I counted four sets of hut circles, two cairns, one cist, one stone row, one clapper bridge, one field system, one coffin stone, two tors, three hills and one farmstead. And that is just the things that are marked on the map!
We Blondes have found most of the above before both in the daylight and at night; but for some reason, I have never checked out the farmstead before. Yesterday, my Blonde Business Missions complete, I was sitting in the sunshine on the top of Sharp Tor when my landscape admirations caused me to notice a very distinct shape of rocks. Being Blonde, I had my map with me and did a quick bit of aligning (easy when you can see a reservoir, two other tors and a road!) I think it was the fact that the rock-shaping was marked as ‘farmstead’ and not ‘hut circle’ that made me want to go and investigate.
Can you see it in the middle of this picture? You will notice that it is currently surrounded by bracken, you will not notice (because of the bracken) that it is only fifty metres away from the road.
I had to do a little bit of bracken fighting to get there (I have a feeling there was a path that I wasn’t on; but it was well worth it.
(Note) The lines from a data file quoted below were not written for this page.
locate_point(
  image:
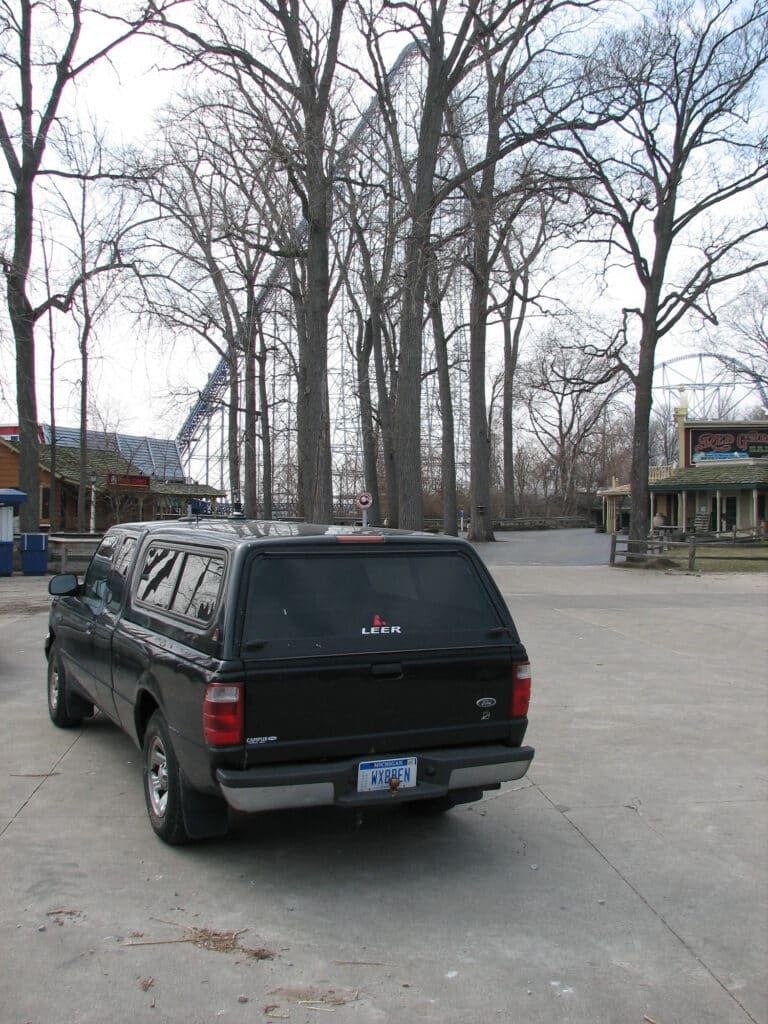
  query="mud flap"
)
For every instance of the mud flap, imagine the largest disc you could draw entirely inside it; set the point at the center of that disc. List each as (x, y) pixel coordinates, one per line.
(205, 815)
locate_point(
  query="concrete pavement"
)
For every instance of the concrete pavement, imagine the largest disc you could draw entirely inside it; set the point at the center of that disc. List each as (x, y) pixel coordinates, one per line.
(623, 881)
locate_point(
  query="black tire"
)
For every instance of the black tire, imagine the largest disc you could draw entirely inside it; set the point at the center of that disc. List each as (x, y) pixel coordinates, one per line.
(66, 710)
(163, 783)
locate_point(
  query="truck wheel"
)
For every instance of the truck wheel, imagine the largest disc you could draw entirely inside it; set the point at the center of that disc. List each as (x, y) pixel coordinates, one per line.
(66, 710)
(163, 783)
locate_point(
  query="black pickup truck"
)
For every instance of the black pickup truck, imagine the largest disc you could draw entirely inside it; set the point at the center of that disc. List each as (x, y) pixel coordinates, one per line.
(272, 665)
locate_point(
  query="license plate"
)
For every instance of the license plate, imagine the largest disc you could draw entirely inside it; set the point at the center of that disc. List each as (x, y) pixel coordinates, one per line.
(394, 773)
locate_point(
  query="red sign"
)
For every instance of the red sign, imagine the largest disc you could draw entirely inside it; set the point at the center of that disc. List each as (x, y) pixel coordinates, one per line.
(126, 480)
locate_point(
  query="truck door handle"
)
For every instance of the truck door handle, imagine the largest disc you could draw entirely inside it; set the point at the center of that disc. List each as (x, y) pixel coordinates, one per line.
(393, 671)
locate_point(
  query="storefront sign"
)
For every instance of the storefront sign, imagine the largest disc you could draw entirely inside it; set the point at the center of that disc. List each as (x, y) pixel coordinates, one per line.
(708, 444)
(127, 480)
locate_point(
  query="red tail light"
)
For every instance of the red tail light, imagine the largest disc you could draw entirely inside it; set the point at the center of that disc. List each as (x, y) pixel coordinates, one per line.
(520, 689)
(222, 714)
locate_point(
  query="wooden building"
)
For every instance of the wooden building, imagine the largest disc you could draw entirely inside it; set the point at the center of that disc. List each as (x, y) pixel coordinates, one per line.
(122, 487)
(720, 485)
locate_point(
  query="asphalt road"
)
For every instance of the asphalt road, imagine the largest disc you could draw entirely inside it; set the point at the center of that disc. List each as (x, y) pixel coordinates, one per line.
(623, 881)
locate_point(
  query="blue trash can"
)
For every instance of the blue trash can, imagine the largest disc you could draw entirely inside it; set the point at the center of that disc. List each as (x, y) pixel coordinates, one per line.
(34, 554)
(6, 558)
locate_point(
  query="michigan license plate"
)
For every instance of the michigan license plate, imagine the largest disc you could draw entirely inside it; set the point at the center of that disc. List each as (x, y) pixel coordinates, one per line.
(394, 773)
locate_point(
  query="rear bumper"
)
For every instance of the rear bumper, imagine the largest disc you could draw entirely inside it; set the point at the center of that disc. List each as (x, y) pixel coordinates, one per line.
(274, 786)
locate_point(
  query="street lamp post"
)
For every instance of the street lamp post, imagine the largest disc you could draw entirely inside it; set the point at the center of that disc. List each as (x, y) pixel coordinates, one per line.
(93, 504)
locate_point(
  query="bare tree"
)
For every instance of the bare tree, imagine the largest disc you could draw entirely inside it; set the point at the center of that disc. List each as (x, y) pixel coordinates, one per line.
(676, 175)
(92, 220)
(287, 81)
(41, 54)
(567, 392)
It is a very solid-feeling structure made of large rocks, that you could imagine as an animal pound; smaller but similar to the one at Dunnabridge. If you look back at the map photo, you will see it just marked as a little circle to the right of the Yar Tor car park.
A little Dartmoor exploration and a little Dartmoor find; but fascinating and satisfying nonetheless. That’s what makes Dartmoor so endlessly entertaining, even Blondes won’t ever run out of things to find!